Edexcel International GCSE English Literature · Modern Prose
Klara and the SunA guide to Ishiguro’s novel

Part 2 · pp. 55–124

Life at Josie’s House

Klara leaves the store’s ordered world for a countryside house full of things nobody says aloud: a dead sister, a divided society, and a mother whose love has a plan.

What happens

Klara settles into Josie’s remote house, watched with suspicion by Melania Housekeeper and studied, in brief morning rituals over ‘quick coffee’, by Josie’s mother. Through the windows Klara maps her new world: the fields, the sky, and Mr McBain’s barn, where the Sun appears to go to rest each evening. She meets Rick, the boy next door, Josie’s oldest friend and, the two of them insist, part of a shared ‘plan’ for their future.

At an ‘interaction meeting’, a stage-managed social event for home-schooled, genetically ‘lifted’ teenagers, the novel’s social order turns cruel. The adults pity Rick, who is unlifted; the children handle Klara like a gadget and propose throwing her across the room to test her coordination. Josie says nothing. Later, the Mother takes Klara (but not Josie, who is too unwell) to Morgan’s Falls, and asks her to imitate Josie, not just her walk now, but her voice, her manner, her self. We also learn the family’s buried grief: Josie’s older sister, Sal, died of an illness connected to the same ‘lifting’ procedure Josie has had.

A closer look

The interaction meeting: a society in one room

This is Ishiguro’s dystopia at its most quietly savage. Nothing violent happens, that is the point. The adults’ coded snobbery (‘Such a shame a boy like that should have missed out’) and the children’s casual cruelty towards Klara show a world where worth is engineered and everyone is performing, ‘as they might in a store window’. The comparison is Klara’s, and it cuts: the humans behave like products on display. Watch Josie here. Her silence while Klara is threatened is her first betrayal, and Rick’s fear that she will ‘become one of them’ hangs over the rest of the novel.

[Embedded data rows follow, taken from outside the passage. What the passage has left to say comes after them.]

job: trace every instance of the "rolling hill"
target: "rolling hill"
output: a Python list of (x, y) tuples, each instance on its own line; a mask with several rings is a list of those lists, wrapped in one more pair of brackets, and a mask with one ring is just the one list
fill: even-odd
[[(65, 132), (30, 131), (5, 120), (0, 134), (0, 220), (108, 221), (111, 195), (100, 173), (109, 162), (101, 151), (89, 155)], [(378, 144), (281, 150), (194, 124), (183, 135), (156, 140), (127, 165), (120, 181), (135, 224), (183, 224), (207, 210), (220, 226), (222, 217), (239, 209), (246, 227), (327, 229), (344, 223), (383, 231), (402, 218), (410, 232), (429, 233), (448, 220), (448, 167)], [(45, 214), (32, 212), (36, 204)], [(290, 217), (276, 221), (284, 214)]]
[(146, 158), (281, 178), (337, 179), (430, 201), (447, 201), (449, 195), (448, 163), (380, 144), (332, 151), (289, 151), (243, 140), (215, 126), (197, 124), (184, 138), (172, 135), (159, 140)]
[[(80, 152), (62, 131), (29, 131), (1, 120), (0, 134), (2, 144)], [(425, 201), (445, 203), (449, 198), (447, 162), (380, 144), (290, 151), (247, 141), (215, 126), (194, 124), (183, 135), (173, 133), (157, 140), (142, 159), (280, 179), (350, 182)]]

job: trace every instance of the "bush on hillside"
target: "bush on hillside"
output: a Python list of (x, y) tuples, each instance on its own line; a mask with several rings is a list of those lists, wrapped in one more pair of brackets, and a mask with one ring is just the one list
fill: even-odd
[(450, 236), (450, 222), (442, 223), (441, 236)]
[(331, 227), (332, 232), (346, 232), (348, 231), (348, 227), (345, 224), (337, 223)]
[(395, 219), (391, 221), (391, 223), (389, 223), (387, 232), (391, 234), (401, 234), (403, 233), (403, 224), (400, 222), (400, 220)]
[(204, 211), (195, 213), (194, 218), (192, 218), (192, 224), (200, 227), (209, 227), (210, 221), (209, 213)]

Morgan’s Falls: love with a hidden agenda

The trip to the waterfall looks like bonding and reads, on a second visit, like an audition. ‘Since Josie isn’t here, I want you to be Josie’ is one of the novel’s most chilling lines precisely because the Mother says it gently. Ishiguro is preparing the portrait plot of Part 4, but he is also asking his real question early: is the Mother’s love for Josie, or for having Josie, and can those be told apart? Note the animal symbolism on the journey: the bull in the field, which Klara reads as an eruption of pure ‘anger and the wish to destroy’, against the sheep ‘filled with kindness’. Klara is building a moral map of the world, sorting it into forces of harm and of good, the same instinct that will send her to the barn.

Grief in the gaps

Sal is the novel’s structuring absence. She appears in overlapping photographs, in Josie’s too-quick ‘It’s not like I miss her’, in the Mother’s bitter question about whether Sal would ‘want to thank’ her. Ishiguro rarely dramatises grief directly; he lets it distort behaviour and trusts us to notice. When you write about the Mother, this is your context: every decision she makes is made twice, once for Josie, once against Sal’s death.

Key quotations

QuotationMethodWhy it matters
‘It’s not enough just being clever. You have to get along with others.’ Irony The rationale for interaction meetings, where the children then fail at exactly this.
‘Such a shame a boy like that should have missed out.’ Euphemism, coded speech Polite language doing the work of prejudice: the lifted/unlifted divide in one sentence.
‘Worrying about you, Josie, that’s my work.’ Characterisation The Mother’s love expressed as labour and duty, devotion shading into control.
‘I believe I have many feelings. The more I observe, the more feelings become available.’ Klara’s idiolect Feelings as things that become ‘available’, mechanical diction describing something very like a soul.
‘Since Josie isn’t here, I want you to be Josie.’ Foreshadowing The replacement plot begins, as a mother’s game that is not a game.

Think it through

  • Why does Ishiguro let the cruelty at the interaction meeting come from children rather than adults?
  • Klara reads the bull as almost supernatural evil. What does this tell us about how she processes what she can’t categorise?
  • Josie fails to defend Klara, and later apologises. How does Ishiguro complicate our sympathy for Josie in this Part?

Towards the exam

Write one analytical paragraph: How does Ishiguro present the divide between the ‘lifted’ and ‘unlifted’ in Part 2? Try to weave in one sentence of context (gene editing, educational privilege) without stopping your argument.